Vielleicht kann mich hier im Forum jemand aufklären.
Danke im voruas!
LG Birgit


----------



## Bratkartoffel (14. Juli 2010)

Hallo,

die Meldung besagt, dass dein Arbeitsspeicher zur Neige geht, eventuell sogar die Auslagerungsdatei fast voll ist.
Anscheinend laufen bei dir ziemlich viele Programme / Dienste im Hintergrund die so viel Platz brauchen.
Der Interesse halber: Wie viel Arbeitsspeicher hast du drin?

Gruß
BK


----------



## Jan-Frederik Stieler (14. Juli 2010)

Hi,
beziehungsweise mal deinen Rechner nach Malware oder ähnlichen Schadprogrmmen untersucht?

Gruß


----------



## Birgit (14. Juli 2010)

Hallo Bratkartoffel!
Das verstehe ich ja gerade nicht, was laufen da für Programme/Dienste im Hintergrund  und wie oder warum setzen die sich im Arbeitsspeicher fest?
Also mein PC ist schon etwas älter, so 8 Jahre ca. und der Arbeitsspeicher ist mit 256 MB angegeben,

Malwarescan hat nichts gemeldet.

LG Birgit


----------



## rd4eva (14. Juli 2010)

Man kann per Start->Ausführen->msconfig->Systemstart herausfinden was alles an Programmen beim Systemstart geladen wird.

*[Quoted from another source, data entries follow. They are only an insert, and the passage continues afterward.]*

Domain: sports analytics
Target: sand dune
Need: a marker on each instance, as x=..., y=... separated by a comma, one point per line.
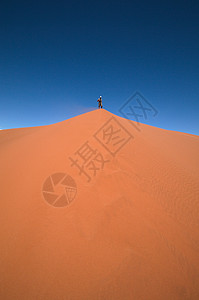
x=92, y=208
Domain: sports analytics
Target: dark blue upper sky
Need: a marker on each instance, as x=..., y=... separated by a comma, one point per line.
x=57, y=58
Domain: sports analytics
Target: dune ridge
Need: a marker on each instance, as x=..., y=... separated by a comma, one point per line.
x=123, y=226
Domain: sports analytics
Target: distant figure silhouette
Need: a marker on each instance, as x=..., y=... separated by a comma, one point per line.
x=100, y=102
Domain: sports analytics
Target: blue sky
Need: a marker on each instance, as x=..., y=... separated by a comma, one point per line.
x=57, y=58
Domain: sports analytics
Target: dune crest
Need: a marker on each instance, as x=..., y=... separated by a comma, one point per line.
x=92, y=208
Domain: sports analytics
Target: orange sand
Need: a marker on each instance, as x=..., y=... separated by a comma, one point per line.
x=132, y=232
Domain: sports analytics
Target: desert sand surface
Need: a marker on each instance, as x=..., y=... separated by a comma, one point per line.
x=99, y=207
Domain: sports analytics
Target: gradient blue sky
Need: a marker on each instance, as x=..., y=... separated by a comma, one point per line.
x=57, y=58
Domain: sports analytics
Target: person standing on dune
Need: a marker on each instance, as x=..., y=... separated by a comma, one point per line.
x=100, y=102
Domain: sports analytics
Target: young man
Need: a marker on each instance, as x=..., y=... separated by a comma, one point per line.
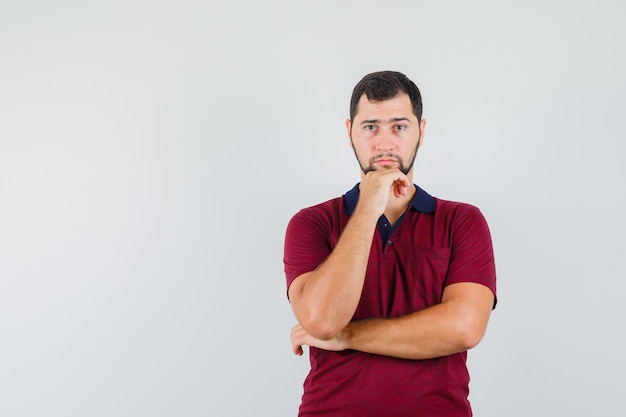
x=389, y=285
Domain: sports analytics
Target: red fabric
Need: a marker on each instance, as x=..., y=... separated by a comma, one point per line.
x=427, y=252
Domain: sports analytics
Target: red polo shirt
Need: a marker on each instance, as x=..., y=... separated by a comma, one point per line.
x=436, y=243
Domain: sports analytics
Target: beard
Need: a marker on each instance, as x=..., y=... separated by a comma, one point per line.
x=404, y=168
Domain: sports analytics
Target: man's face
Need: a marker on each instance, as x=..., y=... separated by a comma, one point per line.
x=385, y=134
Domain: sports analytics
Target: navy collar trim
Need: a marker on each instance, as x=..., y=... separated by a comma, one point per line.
x=422, y=201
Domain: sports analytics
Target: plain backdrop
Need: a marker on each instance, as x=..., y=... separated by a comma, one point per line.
x=152, y=153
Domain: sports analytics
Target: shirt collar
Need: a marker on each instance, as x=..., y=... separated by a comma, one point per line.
x=422, y=201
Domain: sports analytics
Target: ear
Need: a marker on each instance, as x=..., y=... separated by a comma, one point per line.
x=422, y=129
x=348, y=130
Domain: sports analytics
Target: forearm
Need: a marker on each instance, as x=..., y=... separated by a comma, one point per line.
x=441, y=330
x=325, y=300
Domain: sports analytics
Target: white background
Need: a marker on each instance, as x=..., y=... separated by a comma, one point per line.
x=152, y=152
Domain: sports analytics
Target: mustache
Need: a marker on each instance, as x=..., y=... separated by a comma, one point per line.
x=387, y=155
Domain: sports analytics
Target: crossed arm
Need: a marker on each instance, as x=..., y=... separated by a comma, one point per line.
x=324, y=300
x=455, y=325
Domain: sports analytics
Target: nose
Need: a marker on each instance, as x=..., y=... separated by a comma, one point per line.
x=384, y=141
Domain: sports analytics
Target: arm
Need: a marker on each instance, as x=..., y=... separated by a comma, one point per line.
x=457, y=324
x=324, y=300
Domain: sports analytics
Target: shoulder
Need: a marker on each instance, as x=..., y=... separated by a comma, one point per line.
x=455, y=208
x=319, y=213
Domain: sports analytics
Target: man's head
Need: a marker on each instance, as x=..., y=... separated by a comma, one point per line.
x=383, y=85
x=385, y=126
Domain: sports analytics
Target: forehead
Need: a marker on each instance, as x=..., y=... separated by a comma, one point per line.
x=398, y=106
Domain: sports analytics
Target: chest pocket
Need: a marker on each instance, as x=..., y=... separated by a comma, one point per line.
x=430, y=266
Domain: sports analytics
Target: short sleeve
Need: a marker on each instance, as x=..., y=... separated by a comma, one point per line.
x=471, y=256
x=307, y=244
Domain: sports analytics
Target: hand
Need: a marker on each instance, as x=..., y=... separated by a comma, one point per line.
x=300, y=337
x=376, y=186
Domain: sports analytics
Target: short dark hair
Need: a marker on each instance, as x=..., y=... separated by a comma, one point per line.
x=385, y=85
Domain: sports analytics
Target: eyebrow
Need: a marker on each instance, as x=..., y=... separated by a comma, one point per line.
x=389, y=121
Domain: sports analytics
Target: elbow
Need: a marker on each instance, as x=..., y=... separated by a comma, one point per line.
x=470, y=332
x=321, y=328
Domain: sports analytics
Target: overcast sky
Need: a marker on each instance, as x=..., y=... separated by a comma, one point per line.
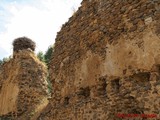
x=38, y=20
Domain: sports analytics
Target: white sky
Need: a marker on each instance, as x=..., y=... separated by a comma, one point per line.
x=38, y=20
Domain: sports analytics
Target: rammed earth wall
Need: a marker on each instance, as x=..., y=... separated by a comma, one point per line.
x=107, y=61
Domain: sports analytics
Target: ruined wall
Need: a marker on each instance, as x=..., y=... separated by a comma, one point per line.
x=23, y=87
x=106, y=61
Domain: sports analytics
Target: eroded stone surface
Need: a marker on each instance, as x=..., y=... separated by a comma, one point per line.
x=106, y=61
x=23, y=87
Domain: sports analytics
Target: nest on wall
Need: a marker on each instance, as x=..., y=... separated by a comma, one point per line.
x=23, y=43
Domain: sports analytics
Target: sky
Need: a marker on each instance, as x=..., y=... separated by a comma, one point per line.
x=39, y=20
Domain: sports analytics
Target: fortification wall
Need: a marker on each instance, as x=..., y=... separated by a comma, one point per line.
x=106, y=61
x=23, y=87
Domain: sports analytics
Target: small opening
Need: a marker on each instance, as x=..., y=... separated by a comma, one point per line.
x=66, y=100
x=115, y=85
x=84, y=91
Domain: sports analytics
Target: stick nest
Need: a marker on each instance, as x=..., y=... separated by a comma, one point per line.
x=23, y=43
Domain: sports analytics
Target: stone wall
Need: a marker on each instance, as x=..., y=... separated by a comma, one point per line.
x=106, y=61
x=23, y=87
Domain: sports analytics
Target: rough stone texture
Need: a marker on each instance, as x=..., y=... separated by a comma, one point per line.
x=106, y=61
x=23, y=87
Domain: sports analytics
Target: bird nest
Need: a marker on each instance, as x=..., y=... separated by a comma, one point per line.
x=23, y=43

Ich rate allerdings davon ab wild in der msconfig rumzufummeln wenn man sich seiner sache nicht sicher ist.


----------



## Bratkartoffel (14. Juli 2010)

Also 256MB mit einem XP finde ich schon hart an der Grenze, da braucht sonst nicht viel laufen und der RAM ist voll.
Würde da nochmal 256 MB reinstecken, kriegst für 10 Euronen oder weniger bei ebay oder anderen Händlern.

// Edit: Bei 8 Jahren wirst du wahrscheinlich noch DDR-1 Speicher drin haben.

Gruß
BK


----------



## Johannes7146 (14. Juli 2010)

256mb ram? Die hat man Handy auch    bzw. bis zu 1 GB ^^

Zurück zum Thema: Für was nutzt du den Rechner denn genau?
Kannst du die restlichen Infos zum Rechner auch hier posten?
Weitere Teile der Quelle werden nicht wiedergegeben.